Un indicador complementario es el Brier Score, que mide la precisión de las predicciones probabilísticas. Cuanto menor es el Brier Score, mejor calibrado está tu modelo. Comparar tu Brier Score con el de las cuotas de cierre de las casas de apuestas te dice si tu modelo es más o menos preciso que el mercado. Si es más preciso de forma consistente, tienes una ventaja explotable.
Del modelo a la apuesta: el umbral de valor
Tener un modelo que produce probabilidades es necesario pero no suficiente. Para convertir esas probabilidades en apuestas rentables, necesitas un criterio de decisión que determine cuándo la diferencia entre tu estimación y la cuota del mercado justifica una apuesta.
El criterio más directo es el umbral de valor mínimo. Si tu modelo dice que un jugador tiene un 60% de probabilidad de ganar y la cuota implica un 55%, la diferencia es del 5%. Establece un umbral —digamos, 3% o 5%— por debajo del cual no apuestas. Cuanto más alto el umbral, menos apuestas realizas pero con mayor ventaja esperada en cada una. Cuanto más bajo, más apuestas pero con ventaja menor por apuesta y mayor exposición al ruido del modelo.

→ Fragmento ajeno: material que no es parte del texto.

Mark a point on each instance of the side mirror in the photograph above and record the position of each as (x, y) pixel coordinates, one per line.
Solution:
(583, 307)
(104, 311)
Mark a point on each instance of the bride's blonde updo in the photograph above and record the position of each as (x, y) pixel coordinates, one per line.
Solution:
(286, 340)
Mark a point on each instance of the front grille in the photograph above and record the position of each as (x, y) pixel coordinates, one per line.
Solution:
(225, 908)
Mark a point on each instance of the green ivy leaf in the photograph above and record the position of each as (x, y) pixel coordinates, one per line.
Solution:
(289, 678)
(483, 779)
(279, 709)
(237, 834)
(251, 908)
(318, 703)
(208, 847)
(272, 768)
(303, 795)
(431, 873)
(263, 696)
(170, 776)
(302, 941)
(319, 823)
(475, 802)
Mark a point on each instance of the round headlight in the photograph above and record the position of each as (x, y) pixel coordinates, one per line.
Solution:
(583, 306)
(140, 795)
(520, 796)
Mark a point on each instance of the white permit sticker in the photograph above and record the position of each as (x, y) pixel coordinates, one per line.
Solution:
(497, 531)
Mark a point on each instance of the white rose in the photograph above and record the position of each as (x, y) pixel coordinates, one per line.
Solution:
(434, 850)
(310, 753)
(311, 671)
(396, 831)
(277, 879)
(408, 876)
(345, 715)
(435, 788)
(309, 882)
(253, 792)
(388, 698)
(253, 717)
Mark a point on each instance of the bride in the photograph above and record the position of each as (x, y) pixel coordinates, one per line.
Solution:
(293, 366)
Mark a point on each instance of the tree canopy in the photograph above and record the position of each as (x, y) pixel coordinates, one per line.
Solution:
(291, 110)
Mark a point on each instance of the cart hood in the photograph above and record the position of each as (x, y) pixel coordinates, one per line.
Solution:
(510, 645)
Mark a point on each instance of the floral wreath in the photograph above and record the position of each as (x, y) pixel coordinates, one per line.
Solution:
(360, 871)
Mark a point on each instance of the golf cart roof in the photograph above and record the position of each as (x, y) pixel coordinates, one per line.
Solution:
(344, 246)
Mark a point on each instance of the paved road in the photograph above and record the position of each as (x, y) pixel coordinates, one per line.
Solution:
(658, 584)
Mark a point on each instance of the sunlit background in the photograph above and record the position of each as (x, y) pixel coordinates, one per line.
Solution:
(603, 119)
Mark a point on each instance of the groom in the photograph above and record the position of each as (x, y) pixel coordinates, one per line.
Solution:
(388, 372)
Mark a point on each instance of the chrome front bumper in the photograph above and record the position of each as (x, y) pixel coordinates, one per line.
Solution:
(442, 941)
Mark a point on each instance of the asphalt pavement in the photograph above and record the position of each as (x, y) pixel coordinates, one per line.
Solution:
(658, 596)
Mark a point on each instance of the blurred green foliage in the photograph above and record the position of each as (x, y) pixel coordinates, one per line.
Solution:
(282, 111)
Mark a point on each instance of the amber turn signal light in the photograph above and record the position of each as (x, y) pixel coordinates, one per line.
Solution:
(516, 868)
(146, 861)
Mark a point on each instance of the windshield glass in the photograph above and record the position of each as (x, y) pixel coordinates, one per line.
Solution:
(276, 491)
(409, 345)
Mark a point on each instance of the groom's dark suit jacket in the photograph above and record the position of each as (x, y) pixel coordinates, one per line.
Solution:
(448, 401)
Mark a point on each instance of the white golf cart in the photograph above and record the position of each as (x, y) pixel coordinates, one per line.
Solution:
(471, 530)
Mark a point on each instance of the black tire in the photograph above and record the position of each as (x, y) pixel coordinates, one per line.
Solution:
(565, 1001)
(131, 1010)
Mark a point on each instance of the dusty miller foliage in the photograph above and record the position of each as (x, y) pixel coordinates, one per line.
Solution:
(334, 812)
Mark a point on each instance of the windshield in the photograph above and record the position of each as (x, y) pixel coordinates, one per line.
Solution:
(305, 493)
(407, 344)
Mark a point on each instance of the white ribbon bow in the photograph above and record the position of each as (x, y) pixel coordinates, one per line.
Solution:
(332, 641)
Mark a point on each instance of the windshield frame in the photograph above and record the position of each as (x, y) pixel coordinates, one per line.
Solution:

El umbral óptimo depende de la precisión de tu modelo y de tu tolerancia al riesgo. Un modelo bien calibrado con un historial largo puede operar con umbrales del 3%. Un modelo nuevo sin calibrar debería usar umbrales del 5-7% para compensar la incertidumbre sobre su propia precisión. A medida que acumulas datos y la calibración mejora, puedes reducir el umbral gradualmente para capturar más oportunidades.
Lo que un modelo no puede hacer
Un modelo estadístico no reemplaza el análisis cualitativo. No captura las lesiones no declaradas, los cambios de motivación, el impacto de un divorcio reciente ni la presión de jugar ante tu público en un torneo de casa. Estos factores existen, afectan los resultados y deben integrarse como ajustes manuales sobre la probabilidad base que produce el modelo. Tratar el output del modelo como verdad absoluta es tan peligroso como no tener modelo. La combinación de base cuantitativa con ajuste cualitativo informado es lo que produce las estimaciones más precisas y, con el tiempo, las apuestas más rentables.